The job will be created using the normal procedure. Here we can set the desired default parameter values for the job instances.

 

Finally, we create Job Instances from our Job Template:

 

Now we can create job instances from our job template using the normal procedure. The parameters can be set (or modified from default values) during its creation configuration. Moreover, it is possible to create multiple job instances at once with different parameter values.

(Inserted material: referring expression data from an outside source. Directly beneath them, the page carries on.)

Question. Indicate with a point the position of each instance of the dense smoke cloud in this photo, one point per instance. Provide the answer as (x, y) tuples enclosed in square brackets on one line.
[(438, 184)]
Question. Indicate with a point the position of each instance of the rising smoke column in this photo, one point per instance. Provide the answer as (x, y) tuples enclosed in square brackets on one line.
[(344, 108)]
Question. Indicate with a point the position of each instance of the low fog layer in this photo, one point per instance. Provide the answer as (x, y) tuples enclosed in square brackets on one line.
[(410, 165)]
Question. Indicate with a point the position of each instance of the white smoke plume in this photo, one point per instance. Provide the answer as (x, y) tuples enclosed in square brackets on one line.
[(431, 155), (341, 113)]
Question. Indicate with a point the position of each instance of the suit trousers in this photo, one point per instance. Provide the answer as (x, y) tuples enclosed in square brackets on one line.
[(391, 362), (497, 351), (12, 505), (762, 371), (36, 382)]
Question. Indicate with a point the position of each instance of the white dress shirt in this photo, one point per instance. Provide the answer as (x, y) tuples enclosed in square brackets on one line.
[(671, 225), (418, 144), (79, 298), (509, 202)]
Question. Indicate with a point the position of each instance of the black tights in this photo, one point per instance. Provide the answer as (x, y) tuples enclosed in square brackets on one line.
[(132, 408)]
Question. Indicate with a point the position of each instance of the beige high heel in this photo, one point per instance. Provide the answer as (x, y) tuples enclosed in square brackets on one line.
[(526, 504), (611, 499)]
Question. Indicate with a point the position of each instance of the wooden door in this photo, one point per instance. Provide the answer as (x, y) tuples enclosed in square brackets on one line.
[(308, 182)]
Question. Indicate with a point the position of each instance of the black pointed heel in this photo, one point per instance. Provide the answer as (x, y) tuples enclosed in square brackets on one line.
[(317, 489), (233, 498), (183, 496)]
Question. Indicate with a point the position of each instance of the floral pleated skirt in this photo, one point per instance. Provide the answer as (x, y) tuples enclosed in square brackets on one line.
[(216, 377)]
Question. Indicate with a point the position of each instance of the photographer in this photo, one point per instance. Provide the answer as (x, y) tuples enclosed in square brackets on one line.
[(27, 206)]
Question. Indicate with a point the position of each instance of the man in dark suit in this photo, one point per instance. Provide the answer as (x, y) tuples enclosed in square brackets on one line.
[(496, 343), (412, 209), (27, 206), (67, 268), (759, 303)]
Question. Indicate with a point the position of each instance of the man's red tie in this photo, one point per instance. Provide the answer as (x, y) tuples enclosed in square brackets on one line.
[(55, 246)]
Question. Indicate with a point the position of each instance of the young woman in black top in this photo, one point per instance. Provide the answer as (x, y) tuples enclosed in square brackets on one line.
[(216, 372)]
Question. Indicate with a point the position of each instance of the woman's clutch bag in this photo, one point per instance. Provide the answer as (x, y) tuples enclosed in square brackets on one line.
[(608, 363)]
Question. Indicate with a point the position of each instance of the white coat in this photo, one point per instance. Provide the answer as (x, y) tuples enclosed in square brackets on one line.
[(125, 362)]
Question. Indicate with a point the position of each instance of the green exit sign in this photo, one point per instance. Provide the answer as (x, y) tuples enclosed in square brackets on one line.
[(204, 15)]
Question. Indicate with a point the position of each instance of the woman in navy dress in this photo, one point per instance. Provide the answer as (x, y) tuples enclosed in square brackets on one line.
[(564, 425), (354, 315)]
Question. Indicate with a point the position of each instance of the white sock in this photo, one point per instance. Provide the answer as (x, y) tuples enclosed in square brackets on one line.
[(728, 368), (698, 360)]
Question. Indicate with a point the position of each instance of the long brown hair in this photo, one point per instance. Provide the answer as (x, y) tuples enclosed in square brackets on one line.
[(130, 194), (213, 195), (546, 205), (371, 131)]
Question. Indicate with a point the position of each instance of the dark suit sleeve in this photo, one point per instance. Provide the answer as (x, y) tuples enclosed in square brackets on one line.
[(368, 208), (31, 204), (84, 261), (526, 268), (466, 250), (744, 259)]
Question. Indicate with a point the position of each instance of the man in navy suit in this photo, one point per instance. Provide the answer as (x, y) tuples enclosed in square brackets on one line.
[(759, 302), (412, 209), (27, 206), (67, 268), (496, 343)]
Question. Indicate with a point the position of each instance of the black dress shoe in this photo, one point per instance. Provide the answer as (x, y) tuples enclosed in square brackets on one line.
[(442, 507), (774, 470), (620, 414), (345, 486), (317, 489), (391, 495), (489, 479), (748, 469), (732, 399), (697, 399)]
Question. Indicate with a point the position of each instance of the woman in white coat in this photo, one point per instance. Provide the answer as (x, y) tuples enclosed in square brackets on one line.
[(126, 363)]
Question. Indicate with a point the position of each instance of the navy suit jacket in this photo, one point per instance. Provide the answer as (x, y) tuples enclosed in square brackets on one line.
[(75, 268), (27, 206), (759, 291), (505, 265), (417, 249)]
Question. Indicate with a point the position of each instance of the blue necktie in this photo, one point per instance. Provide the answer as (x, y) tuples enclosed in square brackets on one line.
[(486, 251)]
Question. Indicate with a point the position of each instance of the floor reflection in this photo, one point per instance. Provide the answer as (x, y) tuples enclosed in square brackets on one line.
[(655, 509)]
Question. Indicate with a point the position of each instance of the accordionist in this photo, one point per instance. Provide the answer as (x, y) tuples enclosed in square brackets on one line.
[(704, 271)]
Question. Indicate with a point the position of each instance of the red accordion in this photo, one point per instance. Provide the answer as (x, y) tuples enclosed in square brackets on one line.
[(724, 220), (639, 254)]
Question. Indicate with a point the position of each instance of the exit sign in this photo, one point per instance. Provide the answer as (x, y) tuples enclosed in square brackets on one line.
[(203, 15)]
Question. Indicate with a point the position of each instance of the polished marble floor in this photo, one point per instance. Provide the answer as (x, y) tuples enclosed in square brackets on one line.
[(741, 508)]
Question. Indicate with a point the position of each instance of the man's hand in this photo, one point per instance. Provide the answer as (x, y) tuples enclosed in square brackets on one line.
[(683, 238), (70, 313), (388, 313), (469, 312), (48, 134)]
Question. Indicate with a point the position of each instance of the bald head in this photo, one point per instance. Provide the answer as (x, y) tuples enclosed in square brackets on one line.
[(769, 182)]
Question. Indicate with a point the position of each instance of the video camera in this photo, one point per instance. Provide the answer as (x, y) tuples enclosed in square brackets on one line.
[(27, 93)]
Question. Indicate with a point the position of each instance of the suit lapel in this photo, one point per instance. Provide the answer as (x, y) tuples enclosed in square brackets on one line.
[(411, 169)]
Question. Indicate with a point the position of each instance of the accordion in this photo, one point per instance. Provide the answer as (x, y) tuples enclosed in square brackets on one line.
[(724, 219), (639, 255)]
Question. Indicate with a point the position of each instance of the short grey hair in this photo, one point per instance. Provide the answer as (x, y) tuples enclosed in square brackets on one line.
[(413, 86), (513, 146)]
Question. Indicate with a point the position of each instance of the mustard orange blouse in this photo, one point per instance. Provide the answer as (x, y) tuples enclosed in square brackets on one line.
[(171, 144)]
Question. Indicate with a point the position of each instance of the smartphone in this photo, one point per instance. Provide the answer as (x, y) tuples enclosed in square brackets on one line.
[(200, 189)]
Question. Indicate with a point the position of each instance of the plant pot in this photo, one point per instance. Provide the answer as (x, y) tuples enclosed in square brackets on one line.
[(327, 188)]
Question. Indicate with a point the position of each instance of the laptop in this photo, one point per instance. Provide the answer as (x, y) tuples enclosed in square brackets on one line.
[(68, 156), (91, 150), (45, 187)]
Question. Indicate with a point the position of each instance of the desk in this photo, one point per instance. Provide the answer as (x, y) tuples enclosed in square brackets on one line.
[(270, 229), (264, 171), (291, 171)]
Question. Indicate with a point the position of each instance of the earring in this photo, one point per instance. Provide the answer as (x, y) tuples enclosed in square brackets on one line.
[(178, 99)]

To do so, in “Define Runtime Parameters” in job instance creation we will set up parameters as “bulk edit” or “from file”. We can create multiple job instances by introducing a text with the following structure or uploading it using a JSON format file:

 

[

     {

          "PARAM1_JOB1": "param1_job1_value",

          "PARAM2_JOB1": "param2_job1_value",

          . . .

          "PARAMn_JOB1": "paramn_job1_value"

     },

     {

          "PARAM1_JOB2": "param1_job2_value",

          "PARAM2_JOB2": "param2_job2_value",

          . . .

          "PARAMn_JOB2": "paramn_job2_value"

     },

     {

          . . .

     },

     {

          "PARAM1_JOBm": "param1_jobm_value",

          "PARAM2_JOBm": "param2_jobm_value",

          . . .

          "PARAMn_JOBm": "paramn_jobm_value"

     }

]

 

Where m is the number of jobs that we want to create and n is the parameter number for a given job. When dealing with multiple data formats it is only necessary to pass the options parameters for that data format (given that the other options will not be used).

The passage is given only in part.